= Archibald Frederic Hood =

Anglican priest

Archibald Frederic ("Freddy") Hood (March 1895 - 1975) was a Welsh-born Anglican priest who served as Principal of Pusey House, Oxford, Priest-in-Charge of St Mary Aldermary in the City of London, and Canon Chancellor of St Paul's Cathedral.

Freddy Hood was born in the Bridgend area in 1895, and received a BA from University College, Oxford in 1916, obtaining a first class in theology. He trained for ordination to the Church of England at Bishops' College Cheshunt, was ordained Deacon in 1920, and priested the following year.

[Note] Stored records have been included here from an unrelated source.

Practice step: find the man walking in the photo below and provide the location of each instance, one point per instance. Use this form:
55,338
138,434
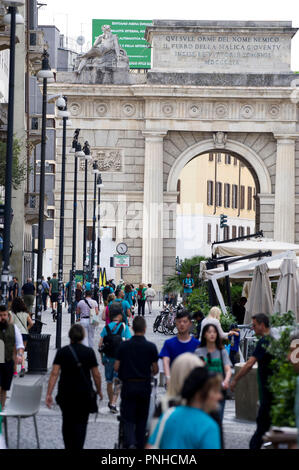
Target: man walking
181,343
11,337
261,326
136,362
188,285
28,291
150,295
45,292
54,293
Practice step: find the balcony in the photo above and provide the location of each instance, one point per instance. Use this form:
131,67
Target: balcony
36,48
32,208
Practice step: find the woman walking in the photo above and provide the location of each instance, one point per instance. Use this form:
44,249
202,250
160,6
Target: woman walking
73,365
21,318
216,357
141,299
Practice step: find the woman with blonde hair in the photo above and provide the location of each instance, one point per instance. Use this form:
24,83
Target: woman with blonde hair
213,318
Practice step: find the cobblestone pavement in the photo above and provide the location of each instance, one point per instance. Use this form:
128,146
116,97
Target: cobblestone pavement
102,433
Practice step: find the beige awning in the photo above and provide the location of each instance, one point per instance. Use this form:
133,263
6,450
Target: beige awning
260,298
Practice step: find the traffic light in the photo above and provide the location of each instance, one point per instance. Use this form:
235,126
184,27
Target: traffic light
223,220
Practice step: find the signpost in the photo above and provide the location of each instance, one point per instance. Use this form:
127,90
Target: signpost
130,35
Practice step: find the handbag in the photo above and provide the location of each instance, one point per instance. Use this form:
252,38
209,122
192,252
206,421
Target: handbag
94,319
93,405
157,442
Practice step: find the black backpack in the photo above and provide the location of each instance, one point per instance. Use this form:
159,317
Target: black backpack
111,342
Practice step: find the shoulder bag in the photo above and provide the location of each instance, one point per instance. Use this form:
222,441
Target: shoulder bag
94,319
93,405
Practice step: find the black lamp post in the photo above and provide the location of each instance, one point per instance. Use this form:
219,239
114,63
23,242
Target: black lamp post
44,74
10,18
92,263
86,150
62,106
77,151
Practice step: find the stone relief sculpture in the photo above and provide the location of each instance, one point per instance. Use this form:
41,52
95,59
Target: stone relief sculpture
106,62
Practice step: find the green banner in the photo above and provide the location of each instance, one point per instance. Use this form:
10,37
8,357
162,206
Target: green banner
130,35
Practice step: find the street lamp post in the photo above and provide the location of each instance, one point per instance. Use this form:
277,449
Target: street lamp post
10,18
95,172
86,150
62,106
76,149
44,74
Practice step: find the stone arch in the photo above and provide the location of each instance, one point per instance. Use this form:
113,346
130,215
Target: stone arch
255,164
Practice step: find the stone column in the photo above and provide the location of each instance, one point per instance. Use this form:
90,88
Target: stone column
152,244
284,210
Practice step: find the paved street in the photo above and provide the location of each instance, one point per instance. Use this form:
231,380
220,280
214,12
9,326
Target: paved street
101,434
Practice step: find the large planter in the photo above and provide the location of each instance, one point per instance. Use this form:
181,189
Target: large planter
246,394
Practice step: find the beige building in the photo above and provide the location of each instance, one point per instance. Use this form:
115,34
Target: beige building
210,185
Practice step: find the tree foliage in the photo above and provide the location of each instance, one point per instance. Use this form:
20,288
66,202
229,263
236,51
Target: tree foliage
19,168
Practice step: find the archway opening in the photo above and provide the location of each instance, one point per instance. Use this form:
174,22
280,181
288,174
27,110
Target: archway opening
212,183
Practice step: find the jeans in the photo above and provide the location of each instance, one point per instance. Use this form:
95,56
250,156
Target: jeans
74,430
135,400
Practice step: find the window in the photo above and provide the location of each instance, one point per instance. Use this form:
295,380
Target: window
226,233
234,196
218,194
249,198
209,237
210,193
226,195
242,195
227,159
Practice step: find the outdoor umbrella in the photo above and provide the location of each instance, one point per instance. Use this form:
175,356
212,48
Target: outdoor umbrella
287,294
260,297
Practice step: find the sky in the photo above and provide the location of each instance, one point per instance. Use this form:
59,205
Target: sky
73,17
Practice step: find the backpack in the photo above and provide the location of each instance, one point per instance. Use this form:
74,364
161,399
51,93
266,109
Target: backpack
111,342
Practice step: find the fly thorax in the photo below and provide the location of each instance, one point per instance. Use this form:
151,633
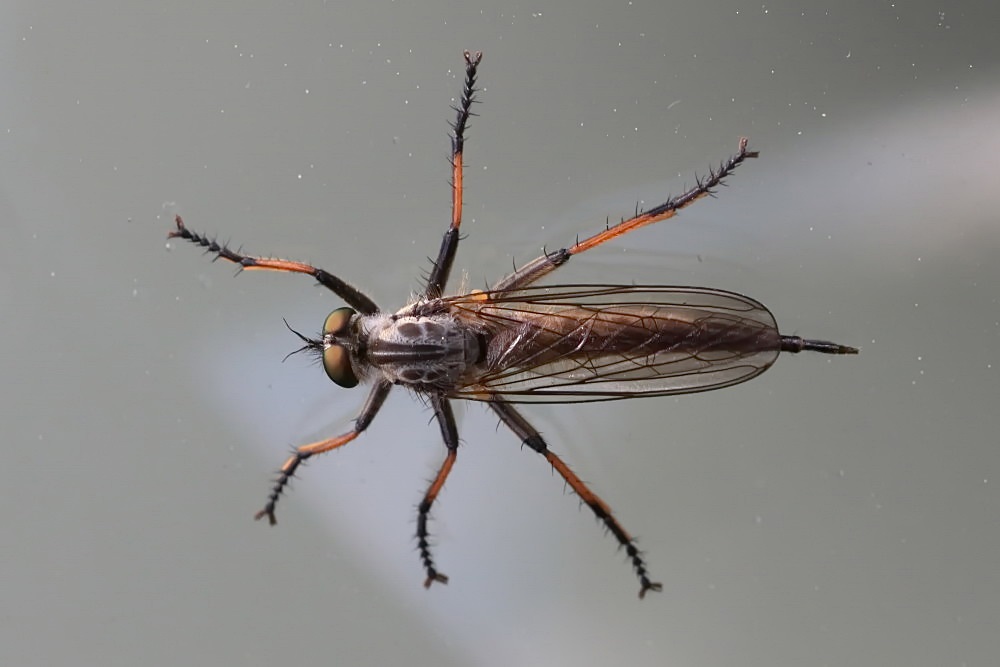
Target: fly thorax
428,351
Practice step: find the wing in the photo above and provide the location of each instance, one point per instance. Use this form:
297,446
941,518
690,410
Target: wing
579,343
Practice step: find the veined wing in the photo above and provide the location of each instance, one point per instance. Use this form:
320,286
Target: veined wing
578,343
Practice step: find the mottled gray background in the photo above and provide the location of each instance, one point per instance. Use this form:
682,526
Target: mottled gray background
832,512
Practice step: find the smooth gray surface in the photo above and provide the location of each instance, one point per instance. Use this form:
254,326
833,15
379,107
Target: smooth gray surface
832,512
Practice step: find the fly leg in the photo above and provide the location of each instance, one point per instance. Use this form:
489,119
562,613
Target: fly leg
348,293
449,432
449,244
287,471
550,261
531,437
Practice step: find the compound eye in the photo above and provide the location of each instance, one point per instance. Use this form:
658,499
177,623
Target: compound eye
337,322
337,364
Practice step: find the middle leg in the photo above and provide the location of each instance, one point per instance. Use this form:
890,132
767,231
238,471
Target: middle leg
449,433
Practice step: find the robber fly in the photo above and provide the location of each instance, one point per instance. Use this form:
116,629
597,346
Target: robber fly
520,342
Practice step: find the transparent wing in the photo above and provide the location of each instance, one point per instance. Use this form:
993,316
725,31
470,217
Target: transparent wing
578,343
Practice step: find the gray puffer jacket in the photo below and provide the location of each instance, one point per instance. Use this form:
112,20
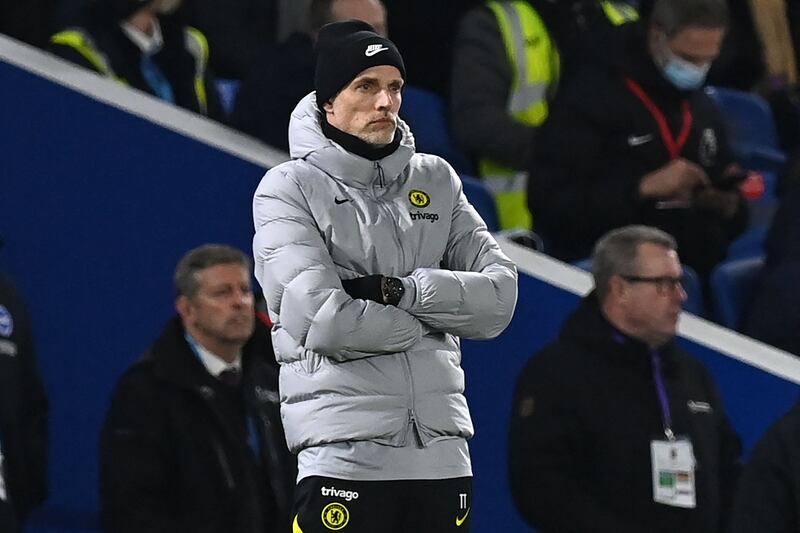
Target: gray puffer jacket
354,370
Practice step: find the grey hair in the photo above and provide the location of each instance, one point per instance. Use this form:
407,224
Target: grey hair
186,279
673,16
616,253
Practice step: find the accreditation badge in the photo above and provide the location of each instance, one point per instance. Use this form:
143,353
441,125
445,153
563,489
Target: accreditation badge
673,473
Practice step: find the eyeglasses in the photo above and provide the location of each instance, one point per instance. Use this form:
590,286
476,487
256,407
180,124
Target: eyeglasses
664,284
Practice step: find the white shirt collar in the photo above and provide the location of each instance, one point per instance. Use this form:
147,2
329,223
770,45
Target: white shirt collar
214,363
148,44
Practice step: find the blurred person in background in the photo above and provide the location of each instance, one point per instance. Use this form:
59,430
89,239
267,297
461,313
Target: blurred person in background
278,80
23,415
635,140
142,44
193,439
615,428
509,58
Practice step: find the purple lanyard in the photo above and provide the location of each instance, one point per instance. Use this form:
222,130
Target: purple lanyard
661,389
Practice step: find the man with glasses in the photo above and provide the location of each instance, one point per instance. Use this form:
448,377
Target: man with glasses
614,427
193,440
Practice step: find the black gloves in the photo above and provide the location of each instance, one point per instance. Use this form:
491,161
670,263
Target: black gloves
377,288
364,288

Hood was appointed as Vice Principal of St Stephen's House, Oxford, at the early age of 25, but from 1922, was involved with Pusey House, first becoming Priest-Librarian, and leading the House as Principal from 1934 to 1952. He was an important influence in mid-20th century Oxford, and many students, including the later Poet Laureate, John Betjeman, considered him as a personal mentor.

In 1954 he became Vicar of St Mary Aldermary in the City of London. Hearing his telephone ring in the vestry during a service in 1955 provided the original inspiration for Barbara Pym's work A Glass of Blessings.

From 1961 until his retirement in 1970, Hood was Canon and Chancellor, and Chapter Treasurer of St Paul's Cathedral, London.